Unfortunately, we still do not know. We hear the owls hunting at dawn and dusk. They have been spotted on the docks, in the trees and on The ISLAND.
We cannot determine if there are one or two owlets. I’m not sure the term ‘owlet’ is appropriate anymore. Juvenile may be a more accurate term at this stage of development.
Over the past several weeks, no one has seen two juveniles at the same time. Only one. It is full grown but still has enough fluffy baby feathers to see it is a youngster. The ‘horn’ feathers are more defined now.
Last year about this same time, we had two juvenile Great Horned Owls appear in our trees along the marsh. We called them ‘The Twins’. A neighbor took this photo:
The Twins were very entertaining all summer last year. They were almost always together, side by side. The parents continued to bring them prey, sometimes live prey, until October when they started hunting on their own.
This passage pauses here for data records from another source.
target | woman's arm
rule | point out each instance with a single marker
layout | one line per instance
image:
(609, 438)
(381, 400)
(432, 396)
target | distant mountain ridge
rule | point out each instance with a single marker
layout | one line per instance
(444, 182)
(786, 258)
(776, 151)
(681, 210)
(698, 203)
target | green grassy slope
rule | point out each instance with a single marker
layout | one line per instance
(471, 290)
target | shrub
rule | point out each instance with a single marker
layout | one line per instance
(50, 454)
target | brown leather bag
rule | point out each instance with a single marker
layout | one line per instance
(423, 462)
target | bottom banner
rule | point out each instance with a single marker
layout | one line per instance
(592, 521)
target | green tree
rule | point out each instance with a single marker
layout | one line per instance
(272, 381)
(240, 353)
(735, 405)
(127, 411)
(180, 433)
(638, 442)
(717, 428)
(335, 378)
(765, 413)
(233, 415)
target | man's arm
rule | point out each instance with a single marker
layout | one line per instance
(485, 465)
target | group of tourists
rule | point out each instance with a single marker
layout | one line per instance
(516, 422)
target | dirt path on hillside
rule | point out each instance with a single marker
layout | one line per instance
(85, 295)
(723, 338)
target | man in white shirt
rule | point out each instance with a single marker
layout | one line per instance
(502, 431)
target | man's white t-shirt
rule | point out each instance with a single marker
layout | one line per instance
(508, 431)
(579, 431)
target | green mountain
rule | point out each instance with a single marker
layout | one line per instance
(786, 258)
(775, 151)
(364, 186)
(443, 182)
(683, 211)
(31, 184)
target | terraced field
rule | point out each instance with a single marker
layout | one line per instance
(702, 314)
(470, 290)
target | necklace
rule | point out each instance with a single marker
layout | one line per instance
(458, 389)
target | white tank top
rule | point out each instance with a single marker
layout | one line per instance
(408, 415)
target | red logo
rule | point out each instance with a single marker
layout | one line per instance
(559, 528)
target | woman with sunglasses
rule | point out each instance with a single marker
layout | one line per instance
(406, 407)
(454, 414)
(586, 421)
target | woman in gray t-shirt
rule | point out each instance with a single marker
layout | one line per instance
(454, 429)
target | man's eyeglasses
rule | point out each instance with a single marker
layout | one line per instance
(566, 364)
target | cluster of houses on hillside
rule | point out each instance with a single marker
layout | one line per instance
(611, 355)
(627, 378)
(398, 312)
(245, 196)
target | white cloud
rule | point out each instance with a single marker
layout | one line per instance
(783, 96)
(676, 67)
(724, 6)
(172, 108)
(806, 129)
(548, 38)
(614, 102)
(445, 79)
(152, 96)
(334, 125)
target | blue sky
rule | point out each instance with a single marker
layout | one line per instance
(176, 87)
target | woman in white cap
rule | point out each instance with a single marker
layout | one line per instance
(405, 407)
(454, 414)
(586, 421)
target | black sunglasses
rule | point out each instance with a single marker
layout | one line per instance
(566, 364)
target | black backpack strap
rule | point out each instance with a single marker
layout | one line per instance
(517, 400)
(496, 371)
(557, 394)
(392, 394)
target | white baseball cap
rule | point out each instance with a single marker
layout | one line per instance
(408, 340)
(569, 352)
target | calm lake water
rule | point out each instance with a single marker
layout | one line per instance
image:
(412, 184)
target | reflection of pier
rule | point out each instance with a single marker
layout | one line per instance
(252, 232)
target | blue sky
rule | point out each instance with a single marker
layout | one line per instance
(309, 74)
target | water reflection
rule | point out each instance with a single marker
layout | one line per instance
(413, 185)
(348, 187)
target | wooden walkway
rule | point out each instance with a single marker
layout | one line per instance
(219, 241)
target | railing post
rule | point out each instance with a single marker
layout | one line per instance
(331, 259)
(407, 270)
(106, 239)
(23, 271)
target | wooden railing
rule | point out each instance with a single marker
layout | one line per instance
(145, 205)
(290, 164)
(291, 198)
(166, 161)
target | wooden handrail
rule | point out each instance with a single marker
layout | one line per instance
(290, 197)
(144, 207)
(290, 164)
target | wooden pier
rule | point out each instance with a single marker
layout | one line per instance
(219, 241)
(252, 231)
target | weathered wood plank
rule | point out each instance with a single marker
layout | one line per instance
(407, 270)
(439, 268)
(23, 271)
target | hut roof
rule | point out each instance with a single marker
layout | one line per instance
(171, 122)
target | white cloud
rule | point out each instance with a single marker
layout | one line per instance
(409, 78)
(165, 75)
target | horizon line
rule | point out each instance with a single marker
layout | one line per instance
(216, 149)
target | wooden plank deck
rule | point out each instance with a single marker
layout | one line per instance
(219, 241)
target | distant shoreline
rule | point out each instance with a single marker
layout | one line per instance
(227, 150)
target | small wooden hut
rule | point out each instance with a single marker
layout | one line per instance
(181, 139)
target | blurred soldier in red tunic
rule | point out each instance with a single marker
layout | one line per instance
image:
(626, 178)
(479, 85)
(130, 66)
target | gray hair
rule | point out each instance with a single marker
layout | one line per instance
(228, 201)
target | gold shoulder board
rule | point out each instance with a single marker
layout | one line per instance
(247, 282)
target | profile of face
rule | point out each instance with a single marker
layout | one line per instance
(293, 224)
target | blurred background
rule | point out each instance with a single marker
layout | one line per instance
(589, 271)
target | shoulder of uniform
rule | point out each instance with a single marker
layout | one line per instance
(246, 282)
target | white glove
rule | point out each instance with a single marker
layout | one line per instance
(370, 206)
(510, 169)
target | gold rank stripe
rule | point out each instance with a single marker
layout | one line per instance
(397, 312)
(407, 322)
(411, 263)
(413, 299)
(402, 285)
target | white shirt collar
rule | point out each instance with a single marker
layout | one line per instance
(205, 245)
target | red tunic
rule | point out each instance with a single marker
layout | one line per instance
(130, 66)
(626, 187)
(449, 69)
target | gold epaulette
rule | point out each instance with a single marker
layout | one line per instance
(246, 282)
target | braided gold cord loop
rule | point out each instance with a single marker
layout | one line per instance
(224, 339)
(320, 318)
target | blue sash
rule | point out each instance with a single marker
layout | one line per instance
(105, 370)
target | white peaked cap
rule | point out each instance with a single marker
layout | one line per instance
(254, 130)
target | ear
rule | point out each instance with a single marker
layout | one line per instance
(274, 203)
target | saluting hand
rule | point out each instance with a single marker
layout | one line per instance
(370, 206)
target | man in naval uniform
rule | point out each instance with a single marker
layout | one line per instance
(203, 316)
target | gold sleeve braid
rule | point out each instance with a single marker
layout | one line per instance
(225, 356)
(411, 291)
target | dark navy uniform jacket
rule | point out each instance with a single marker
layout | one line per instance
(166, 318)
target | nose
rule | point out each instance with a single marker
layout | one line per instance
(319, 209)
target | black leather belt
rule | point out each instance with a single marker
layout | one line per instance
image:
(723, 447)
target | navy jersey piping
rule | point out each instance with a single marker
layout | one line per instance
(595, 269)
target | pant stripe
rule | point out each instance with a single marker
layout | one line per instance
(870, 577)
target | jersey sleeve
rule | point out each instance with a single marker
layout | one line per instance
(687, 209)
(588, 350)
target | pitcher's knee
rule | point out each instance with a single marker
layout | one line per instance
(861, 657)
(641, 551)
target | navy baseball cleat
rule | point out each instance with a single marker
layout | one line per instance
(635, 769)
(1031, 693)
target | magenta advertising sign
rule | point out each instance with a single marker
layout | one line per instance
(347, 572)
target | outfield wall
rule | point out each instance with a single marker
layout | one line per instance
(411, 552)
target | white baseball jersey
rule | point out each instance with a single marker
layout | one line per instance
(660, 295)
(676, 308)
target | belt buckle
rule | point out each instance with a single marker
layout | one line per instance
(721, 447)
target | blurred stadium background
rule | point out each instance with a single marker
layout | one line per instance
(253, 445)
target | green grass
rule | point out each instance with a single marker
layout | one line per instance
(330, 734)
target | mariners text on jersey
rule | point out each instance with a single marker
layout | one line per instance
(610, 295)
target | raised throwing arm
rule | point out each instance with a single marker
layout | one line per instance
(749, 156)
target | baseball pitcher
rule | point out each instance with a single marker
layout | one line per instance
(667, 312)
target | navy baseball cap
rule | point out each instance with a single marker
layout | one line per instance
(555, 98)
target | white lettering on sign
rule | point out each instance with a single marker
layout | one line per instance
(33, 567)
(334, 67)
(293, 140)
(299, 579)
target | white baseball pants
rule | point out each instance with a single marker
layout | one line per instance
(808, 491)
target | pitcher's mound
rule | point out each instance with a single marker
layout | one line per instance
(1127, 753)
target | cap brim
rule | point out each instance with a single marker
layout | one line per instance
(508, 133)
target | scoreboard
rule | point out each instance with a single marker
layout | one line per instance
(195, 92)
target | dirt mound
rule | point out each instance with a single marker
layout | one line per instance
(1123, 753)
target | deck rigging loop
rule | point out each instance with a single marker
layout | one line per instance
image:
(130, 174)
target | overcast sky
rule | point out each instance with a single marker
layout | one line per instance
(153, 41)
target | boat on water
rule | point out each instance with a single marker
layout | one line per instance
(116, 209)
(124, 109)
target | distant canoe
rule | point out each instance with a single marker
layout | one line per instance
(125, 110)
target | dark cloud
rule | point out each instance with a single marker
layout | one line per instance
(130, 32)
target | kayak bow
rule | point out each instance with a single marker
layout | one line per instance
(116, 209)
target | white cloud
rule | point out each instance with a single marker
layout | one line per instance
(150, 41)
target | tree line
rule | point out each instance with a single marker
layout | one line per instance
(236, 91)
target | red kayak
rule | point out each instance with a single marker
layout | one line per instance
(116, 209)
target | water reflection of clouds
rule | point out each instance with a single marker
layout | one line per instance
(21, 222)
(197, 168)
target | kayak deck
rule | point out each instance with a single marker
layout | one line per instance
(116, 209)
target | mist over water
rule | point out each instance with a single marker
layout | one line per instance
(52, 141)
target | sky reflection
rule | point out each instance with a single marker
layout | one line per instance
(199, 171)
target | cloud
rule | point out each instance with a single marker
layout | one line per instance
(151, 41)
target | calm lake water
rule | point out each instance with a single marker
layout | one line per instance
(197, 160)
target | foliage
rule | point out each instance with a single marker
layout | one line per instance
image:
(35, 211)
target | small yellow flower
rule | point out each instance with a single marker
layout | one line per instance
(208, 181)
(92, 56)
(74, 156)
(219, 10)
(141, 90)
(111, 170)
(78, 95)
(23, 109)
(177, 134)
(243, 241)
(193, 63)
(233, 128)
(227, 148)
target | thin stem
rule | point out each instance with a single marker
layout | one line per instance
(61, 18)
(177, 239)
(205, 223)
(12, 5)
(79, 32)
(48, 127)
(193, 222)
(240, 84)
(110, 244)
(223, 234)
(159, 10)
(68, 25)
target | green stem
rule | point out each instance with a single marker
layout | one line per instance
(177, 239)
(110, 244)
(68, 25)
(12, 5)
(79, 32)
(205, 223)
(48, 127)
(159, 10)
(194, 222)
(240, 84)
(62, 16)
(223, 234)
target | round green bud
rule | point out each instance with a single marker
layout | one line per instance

We never knew where they had nested and none of our neighbors had spotted them prior to their appearance in the Live Oaks along the marsh in our garden and adjacent properties. The Center for Birds of Prey folks told us that it was most probable that the parents are the same. Great Horned owls mate for life and stay in the same territory if it provides an ample food source.
As the juveniles learn to hunt on their own, and as the nesting season approaches in late fall, the juveniles leave to find mates and establish their own territories. We have wondered how they do that – OwlDating.com or OwlCupid.com?
Last year all four owls used our boat t-top as a dining table which shredded the canvas. We tried just about everything to thwart them. It is a long story in itself. I need to gather those photos for another post. In the meantime we will keep watching and listening: One owlet? Or two?